O Deco já não joga à bola. E saber isso dá-me reumatismo.

Para mim, um ignorante que achava que «art deco» era o que ele fazia em campo, saber que acabou equivale ao dia em que me disseram que já não podia andar naquele tubogan e que devia ter cuidado a escolher as cores das minhas roupas.

Mas acabou mesmo. Já não se discute o menino prodígio que terminava os treinos em Vidal Pinheiro a dar toques numa bola de ténis. Já não se fala em «Decodependência», já não se pede Deco na seleção, já não se reclama porque ele lá foi.

Deco é uma espécie em vias de extinção, um símbolo do futebol, na sua faceta mais rebelde. No espaço, tão curto, entre uma jogada de génio e uma expulsão parva.
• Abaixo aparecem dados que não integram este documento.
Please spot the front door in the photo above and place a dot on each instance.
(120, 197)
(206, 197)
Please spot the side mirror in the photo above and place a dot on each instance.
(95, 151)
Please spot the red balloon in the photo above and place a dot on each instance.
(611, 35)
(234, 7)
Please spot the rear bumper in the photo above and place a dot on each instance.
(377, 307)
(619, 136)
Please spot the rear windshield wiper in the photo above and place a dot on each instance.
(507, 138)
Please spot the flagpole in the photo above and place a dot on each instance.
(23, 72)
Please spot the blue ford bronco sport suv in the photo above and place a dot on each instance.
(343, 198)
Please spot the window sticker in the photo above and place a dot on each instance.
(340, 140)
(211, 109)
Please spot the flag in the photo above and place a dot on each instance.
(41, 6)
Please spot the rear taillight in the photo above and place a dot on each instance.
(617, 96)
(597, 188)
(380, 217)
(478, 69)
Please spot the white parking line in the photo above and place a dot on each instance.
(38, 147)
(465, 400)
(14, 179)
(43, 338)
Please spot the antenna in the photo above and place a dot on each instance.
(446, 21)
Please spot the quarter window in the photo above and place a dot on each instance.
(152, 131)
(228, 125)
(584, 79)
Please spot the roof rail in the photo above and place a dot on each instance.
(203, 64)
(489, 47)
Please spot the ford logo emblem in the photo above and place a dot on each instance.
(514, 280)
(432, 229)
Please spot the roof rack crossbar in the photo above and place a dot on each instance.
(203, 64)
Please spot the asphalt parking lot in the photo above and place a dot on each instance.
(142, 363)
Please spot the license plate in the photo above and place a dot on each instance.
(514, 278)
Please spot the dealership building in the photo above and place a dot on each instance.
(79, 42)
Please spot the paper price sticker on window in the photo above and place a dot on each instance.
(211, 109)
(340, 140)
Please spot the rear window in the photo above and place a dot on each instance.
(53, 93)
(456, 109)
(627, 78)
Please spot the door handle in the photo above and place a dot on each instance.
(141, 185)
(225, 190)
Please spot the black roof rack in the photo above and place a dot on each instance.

Foi nessa linha ténue que Deco começou a carreira. Soube engrossá-la, soube deixar para trás o desnecessário sem perder o rasgo que define os génios da bola.

Um dia, num outro texto, escrevi que, ao contrário do que se diz muitas vezes, Deco não é daqueles jogadores que não sabem jogar mal. Ele sabe. E bem. Eu vi tantas vezes. Mas quem não sabe jogar mal também não brilha como Deco fazia.

E agora já não há mais. Mesmo que longe, confortava qualquer pessoa que, como eu, nasceu a meio dos 80's, saber que um prodígio que tínhamos visto crescer ainda por aí andava. Talvez ainda desse toques numa bola de ténis. Talvez ainda deixasse os defesas para trás. Talvez ainda fizesse golos de génio.

Saber que o Deco já não joga à bola é lembrar-me a terrível verdade que todos sabemos e ninguém gosta de refletir: os dias passam e não dá para puxar a cassete atrás. Reparem como estou velho, até nas metáforas: quem não viu Deco também é capaz de não saber o que é uma cassete.

Mas o fim chegou mesmo, como um dia para Rui Costa, Luís Figo e como vai chegar para Cristiano Ronaldo e Messi. Nós continuaremos por cá, a vê-los passar. A vê-los crescer, a traçar vaticínios. «Este miúdo faz-se».

E um dia, ainda perdidos a comentar aquele golo, aquela jogada, aquele toque de génio, já o miúdo que dava toques na bola de ténis, que tinha um Estádio só para si a compará-lo a Pelé, que sorria para Ronaldinho e era um filho de dois países, está a dizer-nos adeus.

Eles vão, mas ficam na memória. Nesta bela prenda que temos cravada no corpo e nos permite fazer do ontem hoje. Na minha cabeça (e na vossa) Deco continua de bola nos pés. A deixar defesas para trás, a cobrar livres, a assistir, a marcar golos.

Deco é, agora, oficialmente um ex-jogador de futebol. Da minha parte só há uma coisa a dizer: foi um prazer.